Subject matter: Criminal Law – Crime of causing or inciting prostitution for gain – forfeiture of property to the state Keywords: Economic and financial criminal law; Guarantees in criminal proceedings; Presumption of innocence; Rebuttable presumption. |
RULING No. 101/15
11 of February of 2015
Headnotes:
A norm in a law that establishes measures designed to fight organised and economic/financial crime says that assets are forfeit to the state in the event of conviction of any of a specific list of crimes. The norm also presumes that the difference between the value of the accused person’s assets and the amount that would be compatible with his/her lawful income constitutes an advantage derived from criminal activity.
In declining to declare this norm unconstitutional, the Constitutional Court noted that the special regime governing the forfeiture of assets to the state operates after conviction and thus does not contradict the constitutional presumption of innocence. What is more, the accused person always has the opportunity to prove that the presumption that the differential between the two sets of asset values is an advantage derived from criminal activity is inaccurate – a possibility that applies to all legal presumptions unless the legislator provides otherwise.
Summary:
This concrete review case involved an appeal on constitutional grounds by a private individual against a decision of the Lisbon Court of Appeal.
The appellant’s request encompassed two questions of constitutionality, but the Constitutional Court refused to hear one of them on the grounds that the appellant had not properly identified the norm or normative interpretation he considered unconstitutional.
When used in the constitutional review setting, the term “norm” possesses a particular meaning which the Court has consistently defined as the prescriptive text of a given precept, with the condition that that prescriptive text was applied in the decision of the court a quo and the question of its constitutionality was raised during the proceedings. In the same context, “norm” also refers to the particular interpretative meaning the lower court gave to a given norm. Appeals to the Constitutional Court address norms and only them (i.e. they cannot be aimed at the concrete judicial decisions handed down in the case by the lower court(s)), and the appellant must clearly identify the norm or specific interpretation of a norm whose constitutionality he or she is asking the Court to review. The Court cannot disregard this requirement and itself undertake the task of identifying or “formulating” the object of the appeal. This would be contrary to the principle of judicial passivity by which the Court is bound and which limits its power to hear questions to those directed at a particular norm which the court a quo has applied or refused to apply.

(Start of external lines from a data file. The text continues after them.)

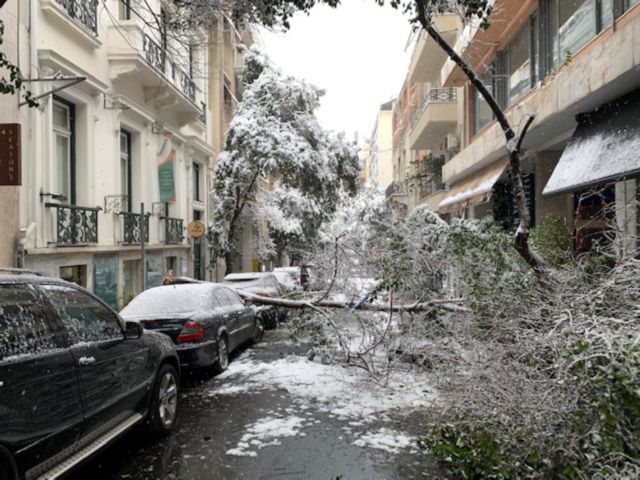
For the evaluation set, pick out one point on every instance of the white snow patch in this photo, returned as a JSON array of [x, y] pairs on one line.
[[346, 393], [388, 440], [267, 432]]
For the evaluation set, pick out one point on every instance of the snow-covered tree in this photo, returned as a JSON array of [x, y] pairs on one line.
[[275, 138]]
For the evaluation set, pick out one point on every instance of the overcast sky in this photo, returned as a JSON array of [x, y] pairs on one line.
[[357, 53]]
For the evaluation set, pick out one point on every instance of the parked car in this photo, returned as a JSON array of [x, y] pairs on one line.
[[293, 271], [74, 376], [206, 321], [263, 284], [286, 280]]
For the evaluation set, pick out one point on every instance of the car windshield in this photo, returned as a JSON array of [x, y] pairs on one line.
[[241, 283], [171, 300]]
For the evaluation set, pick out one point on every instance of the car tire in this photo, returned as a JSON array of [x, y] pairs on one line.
[[258, 330], [269, 320], [163, 414], [222, 361]]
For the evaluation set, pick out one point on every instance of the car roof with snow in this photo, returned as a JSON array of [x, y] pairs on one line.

In the present case the appellant was invited to identify the specific object of his first question, but did not do so and the Court was thus unable to hear that question.
He did, however, identify the norm linked to his second question of constitutionality: a norm included in a law that establishes measures designed to fight organised and economic/financial crime. This norm defines a special regime covering evidence gathering, setting aside the duty of professional secrecy and the forfeiture of assets to the state in the case of certain crimes that are listed in the law, one of which is the crime of causing or inciting prostitution for gain.
Where the special regime governing the forfeiture of assets to the state is concerned, the norm says that in the event a person is convicted of any of the crimes on the list, it is presumed that the difference between the value of his/her assets and the amount that would be compatible with his/her lawful income is an advantage derived from criminal activity.
The appellant argued that this norm is unconstitutional because it establishes a presumption which implies a reversal of the burden of proof and is in breach of the principle of the presumption of innocence, thereby injuring the guarantees which the Constitution affords to accused persons in criminal proceedings.
The Court took the view that when it established this presumption, the legislator assumed that in principle such cases entail illicit gains made from criminal activities. The Court considered it understandable for the legislator to attribute any income over and above the accused person’s lawful income to such activities, and also noted that the appellant could always have demonstrated that the amount in question was not in fact acquired unlawfully.
In the light of all this, the Court found no unconstitutionality in the norm before it.
Supplementary information:
The Ruling was the object of a partial dissenting opinion, whose author believed that the formal requirements for hearing the appellant’s first question of constitutionality had been met.